Slowly pour the starch mixture into the simmering coconut cream while stirring constantly. Continue cooking over low heat for about 5-8 minutes, or until the custard thickens. Tip: The custard should have a pudding-like consistency — thick enough to hold its shape but not too runny.
4. Assemble the Tart
Remove the saucepan from the heat once the custard is ready. Pour the thickened coconut custard into the chilled crust, using a spatula to distribute it evenly across the surface. Be sure the filling is smooth and well spread.
Place the tart on a flat surface in the fridge and allow it to set for at least 5 hours, or preferably overnight. The longer it chills, the better the texture will be.
5. Add the Strawberries
Once the tart has set, it’s time for the final touch! Slice fresh organic strawberries and arrange them beautifully on top of the tart. Feel free to get creative with your design — you can layer the strawberries in a fan shape, place them in concentric circles, or keep it simple with random slices.
Tips for Success
- Choosing the right crust: If you prefer a vegan option, go for vanilla wafers, but Biscoff cookies offer a unique caramelized flavor that pairs perfectly with the coconut custard.
- Chill time is crucial: Don’t rush the setting process. Allowing the tart to chill for at least 5 hours (or overnight) ensures a firm, creamy texture that holds up when sliced.
- Strawberry styling: Use fresh, organic strawberries for the best flavor and visual appeal. You can also experiment with other fruits like raspberries or blueberries for a different twist.
Serving and Storage
This No-Bake Strawberries and Cream Tart is best served cold. The refreshing combination of coconut and strawberries makes it ideal for warm days or any time you want a light yet indulgent dessert.
Storage:
- Refrigerate: Store leftovers in an airtight container in the fridge for up to 3-4 days. The crust will remain firm, and the filling will stay creamy.
- Freezing: You can also freeze the tart for longer storage, though the fresh strawberries may lose some of their texture upon thawing. For best results, freeze without the fruit topping and add the strawberries before serving.

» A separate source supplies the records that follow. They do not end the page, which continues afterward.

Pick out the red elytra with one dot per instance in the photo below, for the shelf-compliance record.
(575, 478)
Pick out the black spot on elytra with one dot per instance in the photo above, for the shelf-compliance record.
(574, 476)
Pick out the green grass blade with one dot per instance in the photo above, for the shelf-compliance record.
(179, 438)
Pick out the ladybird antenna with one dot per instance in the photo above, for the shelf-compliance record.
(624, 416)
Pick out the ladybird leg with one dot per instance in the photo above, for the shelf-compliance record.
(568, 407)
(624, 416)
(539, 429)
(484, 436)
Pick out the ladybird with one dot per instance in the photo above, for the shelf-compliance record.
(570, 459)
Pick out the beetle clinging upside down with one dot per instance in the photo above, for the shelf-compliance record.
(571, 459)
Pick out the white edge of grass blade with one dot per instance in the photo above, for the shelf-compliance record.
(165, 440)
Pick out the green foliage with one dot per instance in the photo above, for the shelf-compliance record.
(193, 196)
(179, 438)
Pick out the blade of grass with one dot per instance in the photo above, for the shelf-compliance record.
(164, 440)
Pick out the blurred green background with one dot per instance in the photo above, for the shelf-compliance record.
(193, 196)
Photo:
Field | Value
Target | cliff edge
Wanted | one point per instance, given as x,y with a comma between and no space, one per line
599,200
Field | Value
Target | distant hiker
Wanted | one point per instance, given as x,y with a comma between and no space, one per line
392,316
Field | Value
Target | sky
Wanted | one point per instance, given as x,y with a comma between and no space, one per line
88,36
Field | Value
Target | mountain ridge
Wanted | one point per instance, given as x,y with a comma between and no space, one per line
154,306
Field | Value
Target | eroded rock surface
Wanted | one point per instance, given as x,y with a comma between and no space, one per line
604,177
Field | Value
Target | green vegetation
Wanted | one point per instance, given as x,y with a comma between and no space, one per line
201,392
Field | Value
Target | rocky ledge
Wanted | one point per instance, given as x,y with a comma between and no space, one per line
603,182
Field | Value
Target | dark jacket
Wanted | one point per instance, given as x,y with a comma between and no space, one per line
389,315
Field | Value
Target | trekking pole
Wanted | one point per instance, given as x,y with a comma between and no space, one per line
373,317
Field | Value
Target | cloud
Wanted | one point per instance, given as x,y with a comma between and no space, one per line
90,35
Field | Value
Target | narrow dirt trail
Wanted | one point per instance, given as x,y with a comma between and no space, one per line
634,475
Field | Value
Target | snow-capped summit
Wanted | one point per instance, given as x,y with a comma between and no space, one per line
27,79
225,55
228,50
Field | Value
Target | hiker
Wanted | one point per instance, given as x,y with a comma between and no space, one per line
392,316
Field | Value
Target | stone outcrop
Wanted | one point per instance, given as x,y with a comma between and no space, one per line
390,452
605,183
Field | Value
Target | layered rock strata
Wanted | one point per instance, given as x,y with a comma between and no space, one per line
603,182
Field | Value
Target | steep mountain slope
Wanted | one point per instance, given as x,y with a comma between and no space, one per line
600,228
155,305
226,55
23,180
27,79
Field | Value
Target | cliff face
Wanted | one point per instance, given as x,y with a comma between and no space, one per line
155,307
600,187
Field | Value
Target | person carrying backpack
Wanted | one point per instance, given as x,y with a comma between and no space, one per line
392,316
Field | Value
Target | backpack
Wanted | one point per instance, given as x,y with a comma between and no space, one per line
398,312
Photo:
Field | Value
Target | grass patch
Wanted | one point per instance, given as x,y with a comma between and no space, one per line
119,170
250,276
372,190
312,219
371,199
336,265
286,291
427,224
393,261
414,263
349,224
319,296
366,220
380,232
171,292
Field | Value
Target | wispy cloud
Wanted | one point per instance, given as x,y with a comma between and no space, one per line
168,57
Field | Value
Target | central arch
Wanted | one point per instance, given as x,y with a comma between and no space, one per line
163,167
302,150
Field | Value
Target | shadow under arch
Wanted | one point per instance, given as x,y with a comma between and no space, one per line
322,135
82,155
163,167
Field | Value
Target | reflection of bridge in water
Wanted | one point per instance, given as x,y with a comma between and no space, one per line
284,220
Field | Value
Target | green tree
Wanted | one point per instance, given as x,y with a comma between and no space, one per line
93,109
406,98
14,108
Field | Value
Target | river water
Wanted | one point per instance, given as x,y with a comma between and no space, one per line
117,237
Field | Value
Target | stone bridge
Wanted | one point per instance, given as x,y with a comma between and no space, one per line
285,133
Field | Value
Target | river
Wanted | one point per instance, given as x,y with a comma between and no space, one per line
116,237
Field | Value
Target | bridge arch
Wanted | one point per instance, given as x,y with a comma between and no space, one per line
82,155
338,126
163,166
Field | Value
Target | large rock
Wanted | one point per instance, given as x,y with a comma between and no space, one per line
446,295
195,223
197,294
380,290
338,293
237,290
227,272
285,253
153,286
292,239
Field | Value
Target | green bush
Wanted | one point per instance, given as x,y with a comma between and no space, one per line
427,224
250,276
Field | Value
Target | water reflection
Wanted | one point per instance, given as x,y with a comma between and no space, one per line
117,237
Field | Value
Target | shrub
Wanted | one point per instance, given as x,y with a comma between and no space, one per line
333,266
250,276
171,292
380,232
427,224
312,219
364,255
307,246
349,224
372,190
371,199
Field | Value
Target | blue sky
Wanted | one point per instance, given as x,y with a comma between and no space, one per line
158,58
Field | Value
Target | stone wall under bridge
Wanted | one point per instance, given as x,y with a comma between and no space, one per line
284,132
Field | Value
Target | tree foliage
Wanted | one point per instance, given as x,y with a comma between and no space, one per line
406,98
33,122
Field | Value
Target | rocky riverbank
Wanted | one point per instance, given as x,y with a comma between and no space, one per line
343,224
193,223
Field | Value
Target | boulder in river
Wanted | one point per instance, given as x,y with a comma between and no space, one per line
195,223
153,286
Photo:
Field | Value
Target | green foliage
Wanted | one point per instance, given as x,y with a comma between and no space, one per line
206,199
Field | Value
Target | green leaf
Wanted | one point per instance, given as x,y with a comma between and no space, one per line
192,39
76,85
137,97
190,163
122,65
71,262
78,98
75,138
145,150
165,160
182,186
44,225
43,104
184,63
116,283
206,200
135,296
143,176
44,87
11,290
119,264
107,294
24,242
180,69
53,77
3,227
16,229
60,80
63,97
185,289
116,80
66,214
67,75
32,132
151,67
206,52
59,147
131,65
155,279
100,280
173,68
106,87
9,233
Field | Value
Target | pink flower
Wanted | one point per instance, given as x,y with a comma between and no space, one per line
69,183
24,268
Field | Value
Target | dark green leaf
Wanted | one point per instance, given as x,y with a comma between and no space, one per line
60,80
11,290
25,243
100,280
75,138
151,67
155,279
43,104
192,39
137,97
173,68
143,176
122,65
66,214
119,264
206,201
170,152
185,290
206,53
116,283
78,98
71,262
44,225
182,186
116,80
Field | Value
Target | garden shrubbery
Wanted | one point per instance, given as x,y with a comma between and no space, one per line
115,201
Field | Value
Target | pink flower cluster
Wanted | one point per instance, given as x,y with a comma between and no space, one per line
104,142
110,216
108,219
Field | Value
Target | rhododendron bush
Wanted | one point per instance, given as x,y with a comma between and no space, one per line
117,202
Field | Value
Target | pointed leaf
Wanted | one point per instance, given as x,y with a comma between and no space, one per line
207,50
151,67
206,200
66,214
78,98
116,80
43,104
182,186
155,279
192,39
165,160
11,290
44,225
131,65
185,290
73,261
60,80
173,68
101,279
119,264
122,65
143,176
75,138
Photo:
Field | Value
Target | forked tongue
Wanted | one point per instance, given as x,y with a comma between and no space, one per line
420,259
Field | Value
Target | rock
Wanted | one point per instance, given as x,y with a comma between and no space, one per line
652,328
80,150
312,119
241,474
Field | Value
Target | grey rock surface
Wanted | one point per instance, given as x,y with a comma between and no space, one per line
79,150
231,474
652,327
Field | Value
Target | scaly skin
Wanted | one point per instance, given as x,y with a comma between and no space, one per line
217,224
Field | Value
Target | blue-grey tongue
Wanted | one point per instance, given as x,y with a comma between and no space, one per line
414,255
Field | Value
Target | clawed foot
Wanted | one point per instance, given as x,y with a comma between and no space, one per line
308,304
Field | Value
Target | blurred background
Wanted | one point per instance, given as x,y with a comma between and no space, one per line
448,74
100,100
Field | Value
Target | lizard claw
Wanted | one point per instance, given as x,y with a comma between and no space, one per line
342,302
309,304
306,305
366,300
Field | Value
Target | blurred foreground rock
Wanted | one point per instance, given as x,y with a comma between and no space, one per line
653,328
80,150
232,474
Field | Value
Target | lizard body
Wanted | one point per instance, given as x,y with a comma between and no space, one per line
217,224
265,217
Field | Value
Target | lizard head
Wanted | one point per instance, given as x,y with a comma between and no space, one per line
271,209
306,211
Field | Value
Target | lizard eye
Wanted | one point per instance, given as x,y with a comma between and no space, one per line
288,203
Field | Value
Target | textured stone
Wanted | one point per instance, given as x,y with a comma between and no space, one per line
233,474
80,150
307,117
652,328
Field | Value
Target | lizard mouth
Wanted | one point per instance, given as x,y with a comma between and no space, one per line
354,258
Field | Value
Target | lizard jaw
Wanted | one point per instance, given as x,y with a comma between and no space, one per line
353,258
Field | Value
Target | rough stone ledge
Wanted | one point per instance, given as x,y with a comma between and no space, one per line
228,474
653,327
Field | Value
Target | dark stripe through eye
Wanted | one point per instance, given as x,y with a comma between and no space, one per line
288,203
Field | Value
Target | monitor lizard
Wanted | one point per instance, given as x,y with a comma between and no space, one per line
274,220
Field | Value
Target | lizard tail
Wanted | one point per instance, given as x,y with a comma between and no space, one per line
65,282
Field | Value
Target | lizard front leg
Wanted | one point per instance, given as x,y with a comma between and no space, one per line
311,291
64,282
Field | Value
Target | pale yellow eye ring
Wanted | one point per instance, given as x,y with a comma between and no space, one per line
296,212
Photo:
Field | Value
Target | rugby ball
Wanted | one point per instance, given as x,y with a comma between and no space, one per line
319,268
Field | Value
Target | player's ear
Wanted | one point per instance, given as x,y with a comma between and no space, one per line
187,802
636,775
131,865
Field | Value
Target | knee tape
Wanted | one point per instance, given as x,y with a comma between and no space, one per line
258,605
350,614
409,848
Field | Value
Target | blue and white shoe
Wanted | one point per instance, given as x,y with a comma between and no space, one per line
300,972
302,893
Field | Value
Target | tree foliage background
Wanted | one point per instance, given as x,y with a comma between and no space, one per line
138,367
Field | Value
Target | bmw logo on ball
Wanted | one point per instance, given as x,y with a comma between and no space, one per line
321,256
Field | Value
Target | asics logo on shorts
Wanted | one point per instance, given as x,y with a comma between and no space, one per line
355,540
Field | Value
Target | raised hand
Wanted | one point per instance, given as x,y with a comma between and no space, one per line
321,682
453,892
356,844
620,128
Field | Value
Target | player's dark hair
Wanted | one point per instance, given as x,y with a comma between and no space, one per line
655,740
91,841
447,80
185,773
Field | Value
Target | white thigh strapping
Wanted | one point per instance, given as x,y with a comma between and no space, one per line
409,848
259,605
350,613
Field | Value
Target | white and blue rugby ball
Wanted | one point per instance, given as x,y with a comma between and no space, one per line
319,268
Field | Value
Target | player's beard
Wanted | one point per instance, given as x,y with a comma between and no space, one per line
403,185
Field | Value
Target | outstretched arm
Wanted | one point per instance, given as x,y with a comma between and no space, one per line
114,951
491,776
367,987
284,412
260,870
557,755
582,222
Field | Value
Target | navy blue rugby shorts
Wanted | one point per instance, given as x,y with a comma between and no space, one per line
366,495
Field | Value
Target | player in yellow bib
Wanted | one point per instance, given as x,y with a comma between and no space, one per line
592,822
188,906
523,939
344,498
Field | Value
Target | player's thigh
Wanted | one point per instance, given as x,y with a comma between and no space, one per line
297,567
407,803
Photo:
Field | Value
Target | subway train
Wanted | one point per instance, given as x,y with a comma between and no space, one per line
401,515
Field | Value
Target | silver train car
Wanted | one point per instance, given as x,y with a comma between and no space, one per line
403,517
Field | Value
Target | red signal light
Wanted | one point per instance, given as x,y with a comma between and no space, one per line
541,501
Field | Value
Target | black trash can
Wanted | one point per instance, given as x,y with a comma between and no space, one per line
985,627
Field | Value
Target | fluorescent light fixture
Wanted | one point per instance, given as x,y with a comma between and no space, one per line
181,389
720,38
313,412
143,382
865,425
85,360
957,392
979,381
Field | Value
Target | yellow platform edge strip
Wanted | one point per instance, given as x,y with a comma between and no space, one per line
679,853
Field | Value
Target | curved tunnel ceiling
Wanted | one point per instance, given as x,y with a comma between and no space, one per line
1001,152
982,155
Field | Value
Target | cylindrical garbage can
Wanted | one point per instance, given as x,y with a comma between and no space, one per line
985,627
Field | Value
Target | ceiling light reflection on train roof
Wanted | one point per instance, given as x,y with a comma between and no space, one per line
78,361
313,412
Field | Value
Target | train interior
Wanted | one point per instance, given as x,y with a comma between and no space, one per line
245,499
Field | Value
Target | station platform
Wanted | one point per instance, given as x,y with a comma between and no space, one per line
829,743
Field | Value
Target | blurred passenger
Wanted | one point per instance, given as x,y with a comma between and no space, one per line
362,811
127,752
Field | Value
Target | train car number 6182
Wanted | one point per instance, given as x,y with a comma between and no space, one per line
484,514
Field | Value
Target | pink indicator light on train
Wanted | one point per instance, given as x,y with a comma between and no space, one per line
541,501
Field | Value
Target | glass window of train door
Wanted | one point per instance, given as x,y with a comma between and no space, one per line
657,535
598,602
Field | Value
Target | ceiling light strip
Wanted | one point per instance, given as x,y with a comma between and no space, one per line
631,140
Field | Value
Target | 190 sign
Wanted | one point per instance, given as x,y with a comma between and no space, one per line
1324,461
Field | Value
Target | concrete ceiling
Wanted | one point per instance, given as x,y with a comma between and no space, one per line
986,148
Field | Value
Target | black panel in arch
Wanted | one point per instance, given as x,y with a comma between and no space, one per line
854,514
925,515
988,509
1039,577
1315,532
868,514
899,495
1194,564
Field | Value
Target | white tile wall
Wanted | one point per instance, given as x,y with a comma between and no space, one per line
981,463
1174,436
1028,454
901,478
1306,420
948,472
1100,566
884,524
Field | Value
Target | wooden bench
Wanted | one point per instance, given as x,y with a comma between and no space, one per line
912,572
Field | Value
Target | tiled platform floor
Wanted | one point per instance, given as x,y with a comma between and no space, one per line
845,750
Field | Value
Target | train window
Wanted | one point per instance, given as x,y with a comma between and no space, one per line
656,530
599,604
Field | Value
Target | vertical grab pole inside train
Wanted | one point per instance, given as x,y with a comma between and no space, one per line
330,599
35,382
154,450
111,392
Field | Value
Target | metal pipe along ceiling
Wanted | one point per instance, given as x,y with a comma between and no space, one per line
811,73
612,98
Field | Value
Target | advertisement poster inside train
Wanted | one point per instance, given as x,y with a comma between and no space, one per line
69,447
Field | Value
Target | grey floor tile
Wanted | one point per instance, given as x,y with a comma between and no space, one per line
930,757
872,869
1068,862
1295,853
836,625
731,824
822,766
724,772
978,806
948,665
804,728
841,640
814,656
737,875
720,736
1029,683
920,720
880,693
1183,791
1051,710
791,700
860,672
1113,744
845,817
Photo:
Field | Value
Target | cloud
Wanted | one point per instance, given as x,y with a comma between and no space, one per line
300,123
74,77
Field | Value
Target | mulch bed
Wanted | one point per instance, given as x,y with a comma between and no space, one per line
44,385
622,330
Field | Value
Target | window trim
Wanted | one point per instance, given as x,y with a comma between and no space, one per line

No bake Strawberry Cream Tart Recipe
Ingredients
Crust
- 1 package Biscoff cookies about 15-20 pieces, or vegan vanilla wafers
- 2 tbsp coconut oil melted
Filling & Topping
- 1 can coconut cream full fat
- ¾ cup sugar
- 1 lemon juiced
- 1 tsp vanilla extract or fresh vanilla beans
- 4 tbsp corn starch or arrowroot starch
- ¼ cup coconut milk
- 1 cup strawberries sliced, for styling
Instructions
- In a food processor, grind the wafers or Biscoff cookies. Add the melted coconut oil and mix well.
- Transfer the crust mixture into a lined 9 inch (24 cm) round tart pan or rectangular pan. Press down firmly around the edges and bottom.
- Put the crust in the freezer while preparing the filling.
- In a medium saucepan, bring the coconut cream to a boil, stirring frequently.
- Add the sugar, lemon juice, and vanilla extract. Continue stirring over low heat.
- In a separate bowl, mix 4 tablespoons of corn or arrowroot starch with 1/4 cup coconut milk, ensuring no lumps.
- Slowly add the starch mixture to the saucepan, stirring constantly to avoid lumps. Cook for 5-8 minutes until the custard thickens.
- Remove the custard from the heat and pour it into the prepared crust. Spread evenly.
- Place the tart in the fridge for at least 5 hours, or overnight, to set.
- Once set, decorate the tart with sliced strawberries. Serve and enjoy!
Notes
- Make sure to stir the coconut cream constantly to prevent it from burning.
- For best results, allow the tart to set overnight.
- Feel free to use any other fresh fruit as a topping.